Às vezes, o caboclo bota a mão na posição de uma sobre a outra, em cruz, e marca com o dedo. Assim, se ele vira para o lado do sol, o sol marca quantas horas tem, pela sombra. Do mesmo jeito são as estrelas. Se a estrela está numa posição, ele levanta e sabe qual é a hora da madrugada, que horas são da manhã. Ele tem que ter um ponto de referência. Relógio, geralmente, não existe. Naquela época em que a Amazônia era Amazônia mesmo, caboclo não tinha relógio, não tinha nada. Ele tinha que se virar com a natureza mesmo.

COMO É A ORIENTAÇÃO DO CABOCLO NA FLORESTA - ÁRVORES E ÁGUAS

Quando o tempo está muito nublado, que não tem sol durante o dia e não tem condições de você ver, como deve tirar seu rumo? É por uma árvore. Você marca uma árvore. Geralmente, o galho dela mais alto que tem na floresta está virado para lado o nascente. É por onde ela recebe as primeiras chuvas, os primeiros frutos. Você já sabe que os galhos menores estão virados para o lado do poente. E assim a gente vai encontrando uma maneira de se ligar.

Eu tive uma época na minha vida quando eu cheguei na Amazônia, que passei quase uma semana, noite e dia, sem sair. Aí um caboclo me ensinou. Quando tu não sabe uma maneira de sair, aí tu procura as águas que é o maior mestre dentro da floresta para o caboclo se sair, quando está perdido.

Se ele sai numa pequena vertente, aquela vertente é um pequeno afluente de uma pequena vertente que vai dar num afluente maior. Então você vai seguindo aquele afluente maior, que vai dar num afluente maior, até que vai dar na beira de um rio. Geralmente, na beira de um rio sempre mora alguém, passa alguma embarcação. Você sai na beira de um rio e automaticamente já está fora do perigo de estar perdido.
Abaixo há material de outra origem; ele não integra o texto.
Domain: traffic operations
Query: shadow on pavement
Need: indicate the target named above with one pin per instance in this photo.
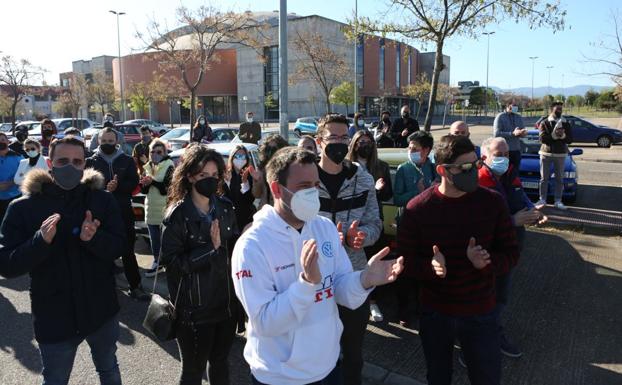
(564, 312)
(17, 337)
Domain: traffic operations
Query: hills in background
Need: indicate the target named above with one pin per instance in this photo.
(539, 92)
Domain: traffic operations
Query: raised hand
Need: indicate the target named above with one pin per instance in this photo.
(438, 262)
(89, 227)
(478, 256)
(113, 184)
(48, 228)
(215, 234)
(354, 237)
(308, 260)
(379, 272)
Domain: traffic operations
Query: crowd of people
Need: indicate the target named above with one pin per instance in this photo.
(288, 251)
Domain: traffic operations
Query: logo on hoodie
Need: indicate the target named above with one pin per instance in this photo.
(327, 249)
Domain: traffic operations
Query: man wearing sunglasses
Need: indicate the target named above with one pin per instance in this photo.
(458, 236)
(348, 199)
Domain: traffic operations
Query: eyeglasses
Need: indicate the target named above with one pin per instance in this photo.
(465, 167)
(337, 139)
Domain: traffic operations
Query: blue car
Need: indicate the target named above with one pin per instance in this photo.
(588, 132)
(306, 126)
(529, 170)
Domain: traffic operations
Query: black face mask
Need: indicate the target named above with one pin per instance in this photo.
(67, 177)
(206, 186)
(108, 148)
(336, 152)
(465, 181)
(364, 151)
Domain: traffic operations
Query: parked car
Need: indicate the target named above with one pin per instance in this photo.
(63, 123)
(220, 135)
(306, 125)
(293, 138)
(138, 201)
(156, 127)
(584, 131)
(529, 170)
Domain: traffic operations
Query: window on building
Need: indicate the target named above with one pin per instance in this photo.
(381, 65)
(271, 81)
(398, 65)
(360, 57)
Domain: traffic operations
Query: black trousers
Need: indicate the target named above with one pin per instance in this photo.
(354, 327)
(203, 343)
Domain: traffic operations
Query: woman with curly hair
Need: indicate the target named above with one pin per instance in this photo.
(196, 246)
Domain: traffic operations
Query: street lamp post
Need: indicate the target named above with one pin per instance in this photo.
(533, 61)
(487, 64)
(119, 57)
(548, 91)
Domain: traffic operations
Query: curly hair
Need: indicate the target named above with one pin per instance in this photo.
(194, 159)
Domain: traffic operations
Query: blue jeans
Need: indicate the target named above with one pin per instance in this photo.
(58, 357)
(333, 378)
(479, 337)
(155, 236)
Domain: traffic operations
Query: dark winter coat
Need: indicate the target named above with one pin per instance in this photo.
(72, 284)
(202, 274)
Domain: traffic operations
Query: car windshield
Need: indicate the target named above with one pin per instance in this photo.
(175, 133)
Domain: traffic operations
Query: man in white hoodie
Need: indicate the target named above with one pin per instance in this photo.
(290, 271)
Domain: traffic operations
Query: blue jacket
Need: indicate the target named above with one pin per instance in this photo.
(8, 167)
(72, 284)
(407, 178)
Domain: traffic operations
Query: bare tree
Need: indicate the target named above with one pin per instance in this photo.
(101, 91)
(437, 21)
(325, 66)
(18, 77)
(192, 49)
(609, 53)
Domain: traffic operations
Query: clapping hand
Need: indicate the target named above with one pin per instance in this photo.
(89, 227)
(379, 272)
(48, 228)
(478, 256)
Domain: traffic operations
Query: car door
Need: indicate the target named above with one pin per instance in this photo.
(581, 131)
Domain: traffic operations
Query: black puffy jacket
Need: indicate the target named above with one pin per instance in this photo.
(202, 274)
(72, 284)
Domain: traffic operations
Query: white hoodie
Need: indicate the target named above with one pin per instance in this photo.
(294, 328)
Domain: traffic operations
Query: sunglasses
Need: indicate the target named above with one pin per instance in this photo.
(465, 167)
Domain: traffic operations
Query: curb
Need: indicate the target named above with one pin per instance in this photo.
(379, 375)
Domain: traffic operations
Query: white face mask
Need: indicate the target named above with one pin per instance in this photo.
(305, 204)
(239, 163)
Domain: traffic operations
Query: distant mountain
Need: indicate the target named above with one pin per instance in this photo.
(539, 92)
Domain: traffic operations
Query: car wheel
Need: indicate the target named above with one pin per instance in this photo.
(604, 141)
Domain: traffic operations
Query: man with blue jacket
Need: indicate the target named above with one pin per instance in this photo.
(290, 271)
(65, 233)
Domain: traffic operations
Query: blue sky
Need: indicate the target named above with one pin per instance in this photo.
(54, 33)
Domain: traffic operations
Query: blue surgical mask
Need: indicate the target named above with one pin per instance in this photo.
(500, 165)
(415, 157)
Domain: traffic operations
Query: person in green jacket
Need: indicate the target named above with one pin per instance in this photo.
(157, 174)
(412, 178)
(417, 174)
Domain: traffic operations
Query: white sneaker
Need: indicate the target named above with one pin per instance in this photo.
(376, 315)
(560, 206)
(540, 204)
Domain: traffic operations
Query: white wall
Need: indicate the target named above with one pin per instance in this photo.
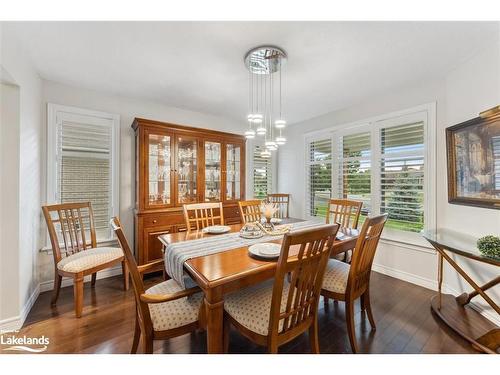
(15, 63)
(9, 200)
(470, 88)
(127, 108)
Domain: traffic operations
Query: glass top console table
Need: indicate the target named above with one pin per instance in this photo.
(455, 312)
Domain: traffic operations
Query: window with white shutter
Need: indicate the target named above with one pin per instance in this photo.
(82, 162)
(402, 176)
(386, 162)
(319, 176)
(262, 174)
(355, 169)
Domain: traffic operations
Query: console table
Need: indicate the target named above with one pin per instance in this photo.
(454, 311)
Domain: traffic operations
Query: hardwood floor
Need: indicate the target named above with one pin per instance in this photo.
(402, 313)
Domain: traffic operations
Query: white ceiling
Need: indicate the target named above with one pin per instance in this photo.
(199, 65)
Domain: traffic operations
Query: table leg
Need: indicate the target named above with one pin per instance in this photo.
(440, 277)
(214, 305)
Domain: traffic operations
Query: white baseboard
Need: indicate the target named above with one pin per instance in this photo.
(406, 276)
(45, 286)
(432, 285)
(16, 322)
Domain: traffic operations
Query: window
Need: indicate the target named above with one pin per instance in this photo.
(386, 162)
(402, 176)
(82, 162)
(319, 176)
(355, 169)
(262, 174)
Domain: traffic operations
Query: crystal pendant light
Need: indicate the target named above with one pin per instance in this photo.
(262, 62)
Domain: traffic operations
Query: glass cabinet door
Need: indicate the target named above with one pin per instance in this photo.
(186, 170)
(212, 171)
(159, 168)
(233, 173)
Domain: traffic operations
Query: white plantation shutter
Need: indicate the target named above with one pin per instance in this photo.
(262, 174)
(319, 176)
(355, 168)
(402, 176)
(82, 153)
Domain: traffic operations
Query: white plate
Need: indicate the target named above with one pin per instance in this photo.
(251, 235)
(217, 229)
(265, 250)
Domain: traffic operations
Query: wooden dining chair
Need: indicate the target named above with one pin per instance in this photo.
(200, 215)
(344, 282)
(275, 312)
(282, 201)
(163, 311)
(346, 212)
(74, 246)
(250, 210)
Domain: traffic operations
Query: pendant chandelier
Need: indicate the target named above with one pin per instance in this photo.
(265, 108)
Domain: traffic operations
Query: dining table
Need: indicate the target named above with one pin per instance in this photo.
(228, 271)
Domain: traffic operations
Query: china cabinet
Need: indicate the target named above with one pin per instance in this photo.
(176, 165)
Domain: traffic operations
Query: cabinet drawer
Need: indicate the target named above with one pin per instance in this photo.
(161, 220)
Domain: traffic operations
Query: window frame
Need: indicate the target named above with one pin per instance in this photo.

E assim são muitas as orientações do caboclo que está dentro da floresta. Tem uma época do ano que tem uma estrela no céu que a gente chama de Lupunamanta. No Nordeste, tem pescador na beira de algum rio, tem caboclo que se você perguntar que estrela é essa ele vai dizer:
- É a Estrela da Madrugada.
É aquela estrela que mantém o sereno. Tem região, como no Acre, a região no deserto onde ela está mais viva. Onde não chove, então a chuva ali é o sereno. Chega a molhar o chão, molhar tudo. É uma espécie de orvalho. Molha a terra.
Tem região em que pouco chove, mas está sempre caindo nuvem e sempre está serenando. Cai mais orvalho que em qualquer lugar da terra. Tem a impressão de que não chove lá. O movimento que as estrelas e os planetas fazem sobre a terra, é muito mais interessante. Já na Amazônia, fica mais difícil porque tem muita floresta, muita coisa para a situação do caboclo.

Tem gente que diz que é cientista.
- É? Deixa teus instrumentos e vamos andar dentro da floresta para ver se tu é bom mesmo. Aí pega um caboclo daqueles que nunca viu na vida, que chama de mateiro. Ele passa 15 dias viajando dentro da floresta e, no dia em que ele sai, ele deixa o chapéu num canto. Ele não corta um galho de pau. Uma vez eu vi um caboclo andando na floresta, ele pega um árvore, e torce ela por cima e vira ela para a posição traseira. Por que faz isso? Quando ele volta, ele sabe que aquela árvore está mostrando o lugar de onde ele saiu. Mas ele não faz um pique, fazendo uma estrada, uma trilha.

Ele acha que se sai cortando árvore dentro da floresta, já está devastando a natureza. Já está cortando o que não deve cortar. Ele torce o galho hoje e vira para a parte de baixo. Aí ele faz uma curvatura e sobe de novo. Aí, você já sabe que por ali passou alguém um dia. É uma coisa misteriosa.